General characteristics
- Type: Ferry
- Displacement: 578.146 tonnes
- Length: 62.1 m (203 ft 9 in)
- Beam: 9.41 m (30 ft 10 in)
- Draught: 1.9 m (6 ft 3 in)
- Propulsion: 1,044 kW (1,400 hp) Cummings India Ltd; 2 x 150 kW (200 hp) 415 V 50 Hz AC generator;
- Speed: 15 knots (28 km/h; 17 mph)
- Capacity: 250 passengers

= Manoram-class ferry =

The Manoram-class ferry are series of watercraft built by Inland Marine Works Pvt Ltd Port Blair, at its Chanch Shipyard, Gujarat for Indian Navy. They are fully air-conditioned craft and are fitted with modern navigational aids and can ferry 250 passengers.

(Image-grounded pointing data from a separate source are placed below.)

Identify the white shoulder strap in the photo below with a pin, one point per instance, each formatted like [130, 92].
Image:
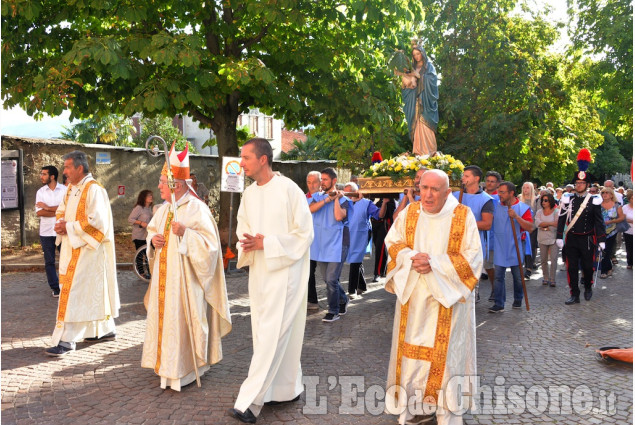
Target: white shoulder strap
[577, 215]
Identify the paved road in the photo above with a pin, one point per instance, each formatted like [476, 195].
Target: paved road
[520, 356]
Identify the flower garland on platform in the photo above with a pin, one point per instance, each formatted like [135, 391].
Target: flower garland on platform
[406, 165]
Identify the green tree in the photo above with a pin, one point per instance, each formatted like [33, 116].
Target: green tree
[162, 126]
[504, 99]
[311, 149]
[604, 29]
[110, 130]
[607, 159]
[311, 62]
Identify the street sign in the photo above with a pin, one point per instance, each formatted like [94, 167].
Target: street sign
[232, 178]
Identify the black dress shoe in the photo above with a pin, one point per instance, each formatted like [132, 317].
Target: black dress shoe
[246, 417]
[276, 403]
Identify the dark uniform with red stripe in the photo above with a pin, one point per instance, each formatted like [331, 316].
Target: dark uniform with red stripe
[582, 239]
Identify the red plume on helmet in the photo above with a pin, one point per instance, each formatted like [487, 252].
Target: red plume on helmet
[584, 159]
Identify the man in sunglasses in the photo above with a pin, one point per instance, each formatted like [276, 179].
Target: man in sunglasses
[581, 213]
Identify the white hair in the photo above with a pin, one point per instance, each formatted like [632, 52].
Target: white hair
[442, 175]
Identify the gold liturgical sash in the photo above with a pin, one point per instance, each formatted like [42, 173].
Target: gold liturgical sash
[66, 279]
[437, 354]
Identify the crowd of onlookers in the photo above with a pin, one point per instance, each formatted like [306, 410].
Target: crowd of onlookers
[370, 223]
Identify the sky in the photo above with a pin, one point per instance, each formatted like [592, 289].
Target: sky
[16, 122]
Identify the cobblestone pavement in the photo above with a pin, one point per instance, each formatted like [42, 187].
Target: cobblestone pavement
[520, 355]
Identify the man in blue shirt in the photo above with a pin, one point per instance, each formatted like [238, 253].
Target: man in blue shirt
[361, 210]
[480, 204]
[509, 209]
[331, 240]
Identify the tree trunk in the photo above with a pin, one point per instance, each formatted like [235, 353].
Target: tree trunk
[224, 126]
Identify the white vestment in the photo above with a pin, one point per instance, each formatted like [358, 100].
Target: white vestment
[435, 337]
[89, 295]
[167, 343]
[278, 277]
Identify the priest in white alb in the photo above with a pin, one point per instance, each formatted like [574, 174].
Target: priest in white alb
[188, 310]
[89, 297]
[275, 232]
[435, 255]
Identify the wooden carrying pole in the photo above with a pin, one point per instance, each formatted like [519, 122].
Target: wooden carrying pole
[184, 293]
[520, 263]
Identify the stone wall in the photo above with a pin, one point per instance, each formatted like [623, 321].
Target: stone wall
[133, 168]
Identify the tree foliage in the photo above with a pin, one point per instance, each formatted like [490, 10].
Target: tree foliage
[504, 101]
[162, 126]
[307, 61]
[608, 159]
[109, 130]
[604, 29]
[311, 149]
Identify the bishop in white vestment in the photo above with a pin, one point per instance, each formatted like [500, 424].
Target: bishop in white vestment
[89, 297]
[275, 232]
[187, 268]
[435, 255]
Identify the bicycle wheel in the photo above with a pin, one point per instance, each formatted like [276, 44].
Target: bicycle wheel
[141, 265]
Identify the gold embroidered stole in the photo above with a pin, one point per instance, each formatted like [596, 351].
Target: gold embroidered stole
[66, 280]
[163, 266]
[437, 354]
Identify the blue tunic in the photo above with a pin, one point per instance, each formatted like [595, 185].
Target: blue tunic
[359, 225]
[476, 202]
[328, 232]
[504, 248]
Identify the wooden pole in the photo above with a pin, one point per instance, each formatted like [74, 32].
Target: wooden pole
[520, 263]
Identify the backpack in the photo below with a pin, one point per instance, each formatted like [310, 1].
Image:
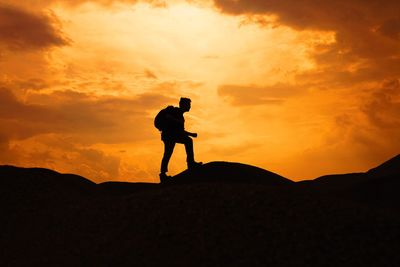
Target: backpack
[160, 121]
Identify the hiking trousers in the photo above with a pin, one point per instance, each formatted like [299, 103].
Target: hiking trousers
[169, 145]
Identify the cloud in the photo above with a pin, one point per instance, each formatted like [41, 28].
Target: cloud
[23, 30]
[382, 108]
[244, 95]
[366, 33]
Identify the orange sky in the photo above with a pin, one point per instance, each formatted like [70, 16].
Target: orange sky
[301, 88]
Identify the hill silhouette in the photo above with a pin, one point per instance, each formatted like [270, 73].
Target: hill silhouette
[230, 172]
[378, 186]
[219, 214]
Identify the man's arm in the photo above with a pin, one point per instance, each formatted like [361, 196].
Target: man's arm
[191, 134]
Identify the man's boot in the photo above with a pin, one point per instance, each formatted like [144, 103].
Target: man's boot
[164, 177]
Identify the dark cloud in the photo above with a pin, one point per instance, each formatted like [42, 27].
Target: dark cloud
[365, 31]
[243, 95]
[383, 107]
[24, 30]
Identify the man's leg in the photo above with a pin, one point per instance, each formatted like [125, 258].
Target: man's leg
[168, 149]
[188, 142]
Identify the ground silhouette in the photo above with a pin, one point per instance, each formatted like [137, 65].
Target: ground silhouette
[223, 214]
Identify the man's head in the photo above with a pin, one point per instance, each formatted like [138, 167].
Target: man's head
[184, 104]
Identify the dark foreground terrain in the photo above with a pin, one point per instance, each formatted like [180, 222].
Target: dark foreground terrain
[222, 214]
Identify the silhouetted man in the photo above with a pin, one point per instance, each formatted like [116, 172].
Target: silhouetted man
[174, 132]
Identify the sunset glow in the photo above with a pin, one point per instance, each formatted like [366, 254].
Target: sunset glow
[81, 82]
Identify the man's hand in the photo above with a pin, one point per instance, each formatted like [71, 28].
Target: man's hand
[192, 134]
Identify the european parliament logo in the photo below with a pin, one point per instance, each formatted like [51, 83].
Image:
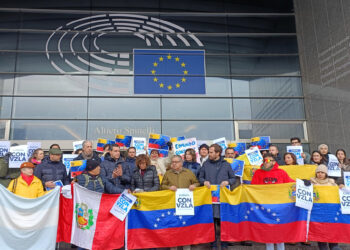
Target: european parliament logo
[169, 71]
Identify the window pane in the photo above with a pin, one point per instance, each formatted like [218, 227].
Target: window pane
[46, 85]
[124, 108]
[268, 109]
[48, 130]
[267, 65]
[266, 86]
[5, 107]
[108, 129]
[274, 130]
[202, 130]
[50, 108]
[208, 109]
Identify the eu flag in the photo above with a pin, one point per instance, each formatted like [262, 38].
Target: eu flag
[169, 71]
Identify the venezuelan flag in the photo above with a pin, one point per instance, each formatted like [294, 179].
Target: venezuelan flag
[262, 213]
[153, 223]
[327, 223]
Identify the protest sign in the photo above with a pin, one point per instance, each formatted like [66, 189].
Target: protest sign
[304, 195]
[139, 143]
[123, 140]
[32, 146]
[297, 151]
[123, 205]
[4, 148]
[333, 166]
[18, 156]
[184, 203]
[344, 196]
[77, 145]
[66, 159]
[254, 156]
[262, 142]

==Commission and deployment==
- INS Manoram (IR Number: 39465): The first ship of the class was commissioned into the Indian Navy at Naval Dockyard (Mumbai) in presence of its Admiral Superintendent namely Rear Admiral AV Subhedar on 7 December 2011.
- INS Vihar (IR Number: 41298): The second ship of the class was also commissioned into the Indian Navy at Naval Dockyard, Mumbai in presence of its Admiral superintendent namely Rear Admiral AK Bahl on 9 September 2012.